By Joseph Nasr
BERLIN (Reuters) – As workers across Germany downed tools during the coronavirus crisis and the economy slipped into recession, Berlin-based K. Rogge Spezialbau kept its builders busy at work.
The specialist in interiors and facade renovations is one of Germany’s many construction firms that has kept the nation moving even when much of Europe’s biggest economy ground to a halt.
“Our company and the construction sector in general are definitely doing far better in this coronavirus crisis than companies in other sectors,” said Klaus-Dieter Mueller, a managing partner at the firm which employs 170 people.
“So we can’t really complain,” he told Reuters.
The coronavirus crisis has pushed Germany’s already slowing economy into a formal recession, after a 2.2% contraction in the first quarter followed a revised 0.1% fall in output in the fourth quarter of 2019.
Yet, construction industry, the Germany’s biggest employer, helped prevent a sharper slowdown that others have faced in Europe, such as France and Italy, whose economies shrank by 5.8% and 4.7% in the first quarter, respectively.
Unlike France, Italy, Britain and Spain, where construction sites fell silent for weeks, Germany’s 16 states allowed factories to operate and construction work to continue if workers adhered to social distancing and other safety rules.
Many German firms still shuttered plants, such as carmakers Volkswagen
But Germany’s builders, who started 2020 with a record-high backlog of new orders, kept going. The sector even expanded by 1.8% in March, compared to a rise of 1% a year earlier.

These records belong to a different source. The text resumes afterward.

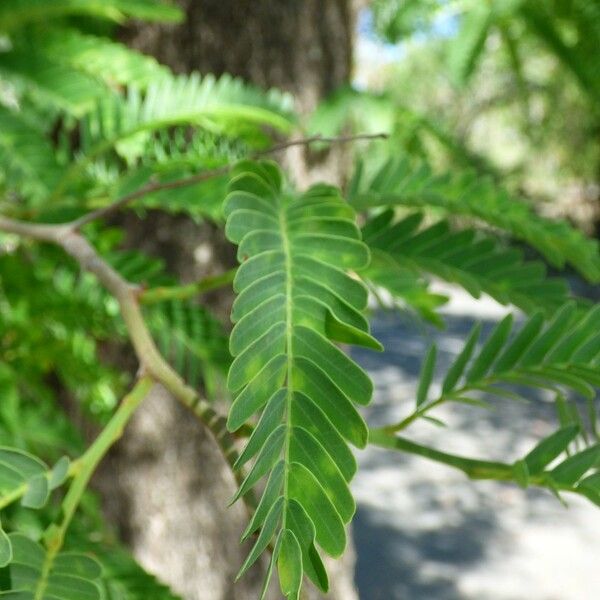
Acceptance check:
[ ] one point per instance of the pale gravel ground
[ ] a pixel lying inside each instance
(423, 531)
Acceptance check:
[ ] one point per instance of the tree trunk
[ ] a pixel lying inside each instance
(166, 485)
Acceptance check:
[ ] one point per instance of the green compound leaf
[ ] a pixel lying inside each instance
(73, 576)
(295, 299)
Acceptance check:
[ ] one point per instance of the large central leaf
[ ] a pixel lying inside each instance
(295, 299)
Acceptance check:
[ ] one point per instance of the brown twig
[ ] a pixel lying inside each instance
(151, 361)
(156, 186)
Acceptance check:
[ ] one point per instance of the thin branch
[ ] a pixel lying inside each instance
(151, 361)
(155, 186)
(87, 464)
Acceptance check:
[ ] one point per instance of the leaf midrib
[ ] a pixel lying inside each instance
(289, 341)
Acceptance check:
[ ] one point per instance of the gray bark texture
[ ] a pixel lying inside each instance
(166, 486)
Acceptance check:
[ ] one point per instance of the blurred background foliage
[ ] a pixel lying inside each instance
(509, 88)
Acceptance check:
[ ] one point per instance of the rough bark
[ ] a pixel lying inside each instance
(166, 484)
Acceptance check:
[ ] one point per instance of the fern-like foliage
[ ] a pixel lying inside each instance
(295, 299)
(73, 576)
(26, 156)
(473, 259)
(17, 13)
(563, 353)
(397, 182)
(124, 579)
(111, 62)
(193, 341)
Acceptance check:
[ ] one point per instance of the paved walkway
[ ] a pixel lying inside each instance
(423, 531)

The car industry, meanwhile, contracted by 31% in March.
LAYOFFS UNLIKELY
“The health of the construction sector will play a role in stabilising the economy this year, like it did last year,” said Michael Voigtlaender of the IW Koeln German Economic Institute.
The sector, which accounts for about 10% of national output, has been booming since 2010, fuelled by record-low borrowing costs, government incentives, higher spending on infrastructure and housing shortages.

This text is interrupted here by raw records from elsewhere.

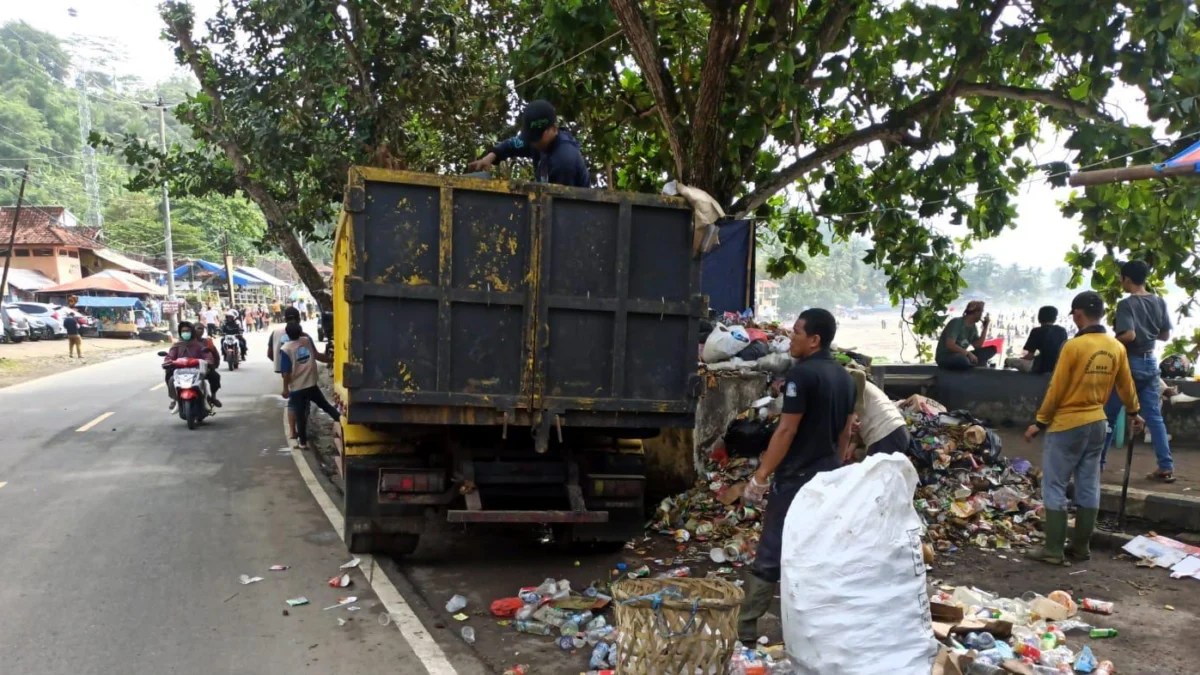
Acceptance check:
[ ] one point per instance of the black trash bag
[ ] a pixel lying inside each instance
(755, 351)
(749, 437)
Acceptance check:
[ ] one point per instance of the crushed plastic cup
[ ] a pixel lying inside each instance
(456, 604)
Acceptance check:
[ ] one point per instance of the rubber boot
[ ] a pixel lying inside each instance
(756, 602)
(1081, 537)
(1056, 537)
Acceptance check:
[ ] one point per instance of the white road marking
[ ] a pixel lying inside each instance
(401, 614)
(94, 423)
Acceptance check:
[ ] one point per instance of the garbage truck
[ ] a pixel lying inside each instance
(502, 350)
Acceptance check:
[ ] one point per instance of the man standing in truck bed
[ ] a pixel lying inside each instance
(555, 151)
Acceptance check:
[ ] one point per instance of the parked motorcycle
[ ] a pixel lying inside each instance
(191, 388)
(231, 351)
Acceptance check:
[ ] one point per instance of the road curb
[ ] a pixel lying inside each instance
(1161, 508)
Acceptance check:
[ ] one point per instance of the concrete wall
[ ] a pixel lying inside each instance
(1007, 398)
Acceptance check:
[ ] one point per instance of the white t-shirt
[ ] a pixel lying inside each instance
(880, 416)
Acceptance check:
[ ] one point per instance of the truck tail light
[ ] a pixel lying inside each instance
(408, 481)
(615, 487)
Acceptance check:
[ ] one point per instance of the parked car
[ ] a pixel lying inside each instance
(16, 323)
(37, 329)
(47, 314)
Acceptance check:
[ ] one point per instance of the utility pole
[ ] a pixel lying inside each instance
(12, 237)
(229, 270)
(166, 222)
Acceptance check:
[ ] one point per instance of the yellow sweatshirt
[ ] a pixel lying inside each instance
(1089, 368)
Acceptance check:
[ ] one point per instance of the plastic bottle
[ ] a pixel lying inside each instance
(533, 627)
(599, 656)
(526, 613)
(981, 640)
(456, 604)
(1096, 607)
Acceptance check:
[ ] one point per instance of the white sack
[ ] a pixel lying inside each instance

Voigtlaender said the industry had faced labour shortages going into the crisis, which meant that even if some projects were cancelled in a downturn it would unlikely translate into layoffs from the sector.
The ZDB construction industry association said in April that only 37% of building firms had seen contract cancellations and only one in 10 said the pandemic has seriously disrupted business.
Relatively few building firms shifted employees to short-time work, a form of state aid that allows them to put staff on shorter working hours during a downturn to keep them on payroll.
Only 37% of builders were using the scheme in April, compared with 94% of companies in the car sector, according to a survey by the Ifo economic institute.
The industry still faces challenges. Infrastructure contractors worry that municipalities responsible for about two thirds of German infrastructure spending could cancel or delay some projects as tax revenues plunge due to the crisis.
Tim Lorenz, managing director at EUROVIA Germany, a road and railway engineering company, said his firm had fared well in March and April, only switching 5% of its 4,000 employees to short-time work following the cancellation of three projects.
“We expect this number to rise in the second half of the year in the absence of a political strategy to keep investments in infrastructure alive,” he said. “The overall outlook for the coming months is becoming less positive.”